There is an element of names being fashionable, but I think they become fashionable because people think they are lovely names. They don't become popular for other reasons, ultimately people name their children names they like and short of the majority of other reasons (initials spelling something embarassing etc) this is the only reason to give a child a particular name.

You have to accept that there is no guarantee that you will not end up choosing an unusual name that ends up being the most popular name of that year.

I find the idea of striving for a unique name more ridiculous than naming a child any of the suggested popular names because you like them.

Mrsindecision Sun 27-Oct-13 16:07:20

I've just looked at the Telegraph birth announcements for 2012 and Isla was actually in joint 6th position along with Charlotte. Lily was also in joint 19th along with Poppy, Flora and Sophia so I'm not sure where you've got your information from Newbie?? smile

SharpLily Sun 27-Oct-13 16:01:30

In the end, how you feel about the name is more important than what some poll says about its current popularity. If you love it, it's the right one, no matter what fashion dictates.

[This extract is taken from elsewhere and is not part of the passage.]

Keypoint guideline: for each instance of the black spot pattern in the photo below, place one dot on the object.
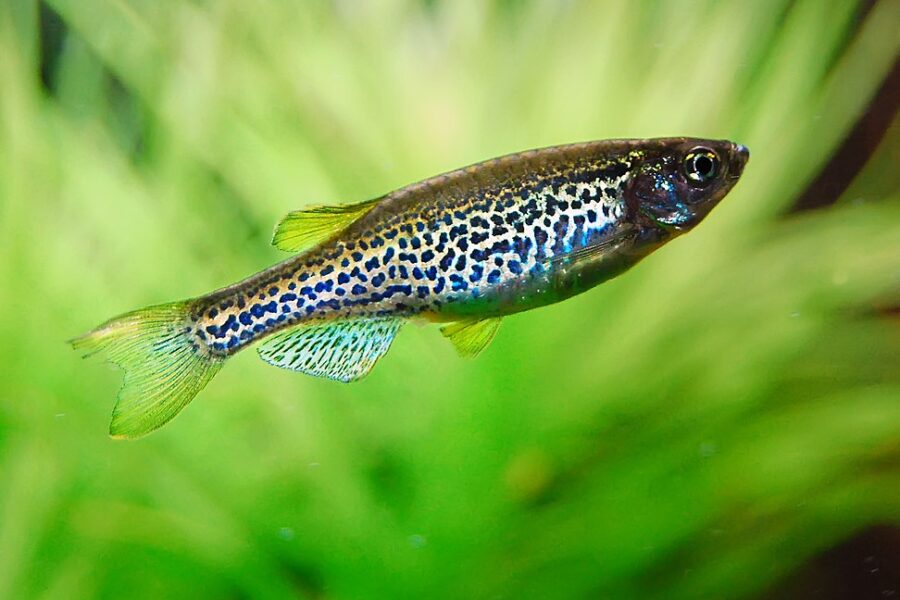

I have the same worries - I've ruled a number of names I actually really like just because they've been used on Eastenders, Corrie etc. Bit pissed off now because my dear nan's name, which I'd love to use, has become fashionable and that means I see it being abused by people who can't spell on Facebook and used in conjunction with phrases like 'my lil princess', which gives me the horrors. I'm looking for a name that's not wacky and far out but which I will never hear said by Bianca Jackson or a Hollyoaks character.

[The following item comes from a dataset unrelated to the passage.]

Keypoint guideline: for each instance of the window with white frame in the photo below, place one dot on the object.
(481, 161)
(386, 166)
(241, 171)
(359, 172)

NewbieMcNewbie Sun 27-Oct-13 15:45:30

That's a good point about it bring geographical - and also, dare I say, social? Look at the Telegraph birth announcements. Very few Islas, Lilys and Avas but lots of Florences, Matildas and Alices. I was asking about a name on here that is somewhere in the high 200s and was surprised to find several MNers had DDs with that name.

Also there is a lot more variety in names now compared to 50 yrs ago so actually fewer children have top 10 names.

sandberry Sun 27-Oct-13 14:48:02

I think in the modern world with email addresses, it is sensible to avoid common name surname combinations to save your DD having all her emails sent to a different Emily Smith. No one can ever remember that the Emily Smith they know is emilysmith4@xyz.com. This is particularly an issue if she works for a large organization like the NHS.

For the same reason it is good to avoid uncommon spellings of traditional names or names which are very unusual as nobody can remember that Emily Smith is actually Emalee Smith or how to spell a very unusual name.

So no I think you are right if you have a common surname to avoid popular names like Charlotte, Sophia etc and modern trends like Isla and Darcy and go for less common but easy to spell names.

TheBookofRuth Sun 27-Oct-13 10:20:00

The thing is, a lot of it is geographical. According to national statistics, DD's name isn't even the top 100 - but I've recently met another 3 around her age locally. So you might think you've picked a less popular name, only to find several other people have had the same idea!